If we replace exit(0) with _exit(0), the form that doesn’t cause a flush we don’t even hear from the child:

         case 0:
             cat_file(file, 5, " child");
-            exit(0);
+           _exit(0);

~> ./a.out fd_interleaved.c > out; cat out

parent: #include <stdio.h>
parent: #include <unistd.h>
parent: #include <string.h>
parent: #include <fcntl.h>
parent: #include <stdlib.h>
parent: #include <sys/wait.h>
parent:
parent: void cat_file(int fd, int n, char *prefix)
parent: {
parent:     char buf[BUFSIZ] = {0};

This isn’t the only subtlety you can face when dealing with buffered I/O. There are rules of thumb to avoid these kind of issues, and sometimes, especially in CTFs, buffering is simply disabled:

int main(int argc, char **argv) {
    setvbuf(stdout, NULL, _IONBF, 0);
    setvbuf(stdin,  NULL, _IONBF, 0);
    // ...

I don’t know these rules of thumb, so I’m not going to tell you. I would imagine they involve being Very Careful when you share stuff and calling flush every so often. By the way, this flush thing is quite a hammer, and sometimes you have to swing it twice, when just one doesn’t do the job. Don’t believe me? Read this blog post about file system reliability, keeping in mind that fsync is a flush. I found it funny and a bit depressing at the same time.

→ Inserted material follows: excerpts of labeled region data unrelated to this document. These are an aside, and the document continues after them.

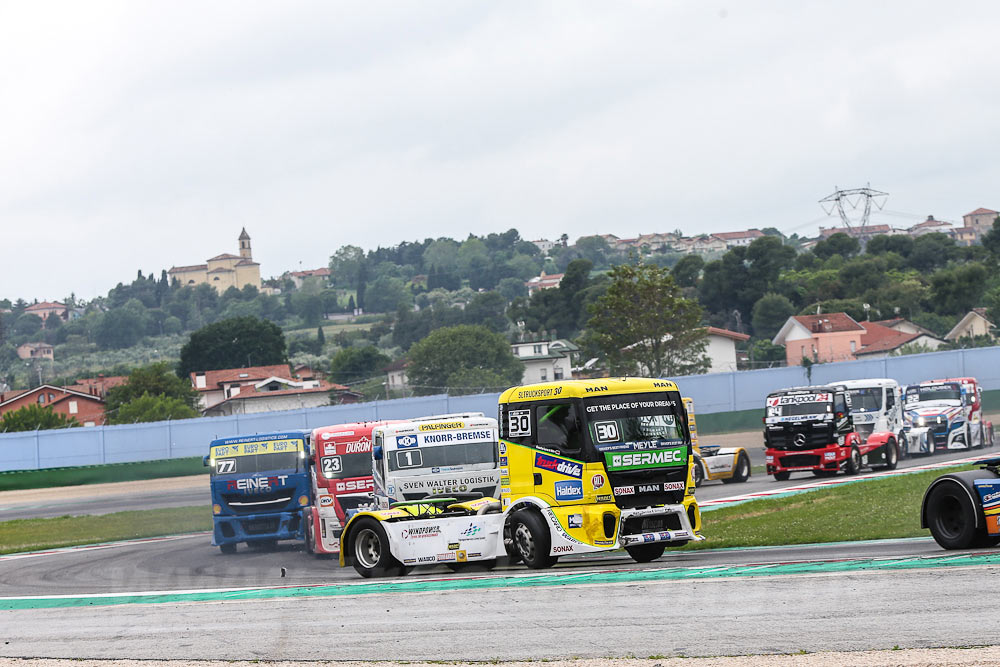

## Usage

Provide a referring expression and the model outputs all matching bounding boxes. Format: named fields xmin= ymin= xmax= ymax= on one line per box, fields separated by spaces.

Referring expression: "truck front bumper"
xmin=212 ymin=510 xmax=305 ymax=546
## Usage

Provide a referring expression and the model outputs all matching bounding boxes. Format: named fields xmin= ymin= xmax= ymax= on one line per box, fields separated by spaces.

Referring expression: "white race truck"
xmin=372 ymin=412 xmax=500 ymax=509
xmin=830 ymin=378 xmax=906 ymax=470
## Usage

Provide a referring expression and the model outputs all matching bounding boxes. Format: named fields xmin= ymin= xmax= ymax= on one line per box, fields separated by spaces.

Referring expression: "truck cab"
xmin=371 ymin=412 xmax=500 ymax=509
xmin=763 ymin=385 xmax=873 ymax=481
xmin=203 ymin=431 xmax=311 ymax=554
xmin=306 ymin=421 xmax=392 ymax=555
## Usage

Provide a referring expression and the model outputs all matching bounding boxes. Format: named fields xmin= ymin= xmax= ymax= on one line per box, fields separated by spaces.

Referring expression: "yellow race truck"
xmin=340 ymin=378 xmax=704 ymax=577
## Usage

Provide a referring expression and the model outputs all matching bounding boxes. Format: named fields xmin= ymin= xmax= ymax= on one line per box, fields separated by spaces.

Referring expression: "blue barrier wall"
xmin=0 ymin=347 xmax=1000 ymax=471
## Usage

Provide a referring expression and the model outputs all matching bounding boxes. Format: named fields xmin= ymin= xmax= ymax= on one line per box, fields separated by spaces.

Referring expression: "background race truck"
xmin=204 ymin=431 xmax=310 ymax=554
xmin=372 ymin=412 xmax=500 ymax=509
xmin=684 ymin=398 xmax=750 ymax=486
xmin=341 ymin=378 xmax=704 ymax=576
xmin=305 ymin=421 xmax=392 ymax=555
xmin=920 ymin=458 xmax=1000 ymax=549
xmin=904 ymin=378 xmax=993 ymax=454
xmin=764 ymin=385 xmax=894 ymax=481
xmin=830 ymin=378 xmax=905 ymax=470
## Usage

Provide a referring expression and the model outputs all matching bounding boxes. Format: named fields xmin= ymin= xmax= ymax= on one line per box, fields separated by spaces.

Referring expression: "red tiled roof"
xmin=795 ymin=313 xmax=865 ymax=334
xmin=24 ymin=301 xmax=66 ymax=313
xmin=705 ymin=327 xmax=750 ymax=340
xmin=712 ymin=229 xmax=764 ymax=241
xmin=191 ymin=364 xmax=292 ymax=391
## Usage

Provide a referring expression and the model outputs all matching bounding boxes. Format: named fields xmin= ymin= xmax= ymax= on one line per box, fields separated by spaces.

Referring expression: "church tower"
xmin=240 ymin=227 xmax=253 ymax=259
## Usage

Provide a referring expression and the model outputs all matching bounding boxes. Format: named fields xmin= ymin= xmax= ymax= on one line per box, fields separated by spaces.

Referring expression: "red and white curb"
xmin=695 ymin=454 xmax=997 ymax=510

How does Windows handle it?

Windows good.

Windows doesn’t have file descriptors but does have file handles, and buffered streams use these handles. It also has fork. It’s been mentioned in the paper, and I managed to unearth the hidden ways of invoking the damned thing.

With CreateProcess it is more difficult to get into a situation like this. At least, I can’t immediately think of a similar example, and I also don’t want to boot into it. My Windows setup is good, there’s almost no ads now, it’s just, you know… Anyways, that’s it for today.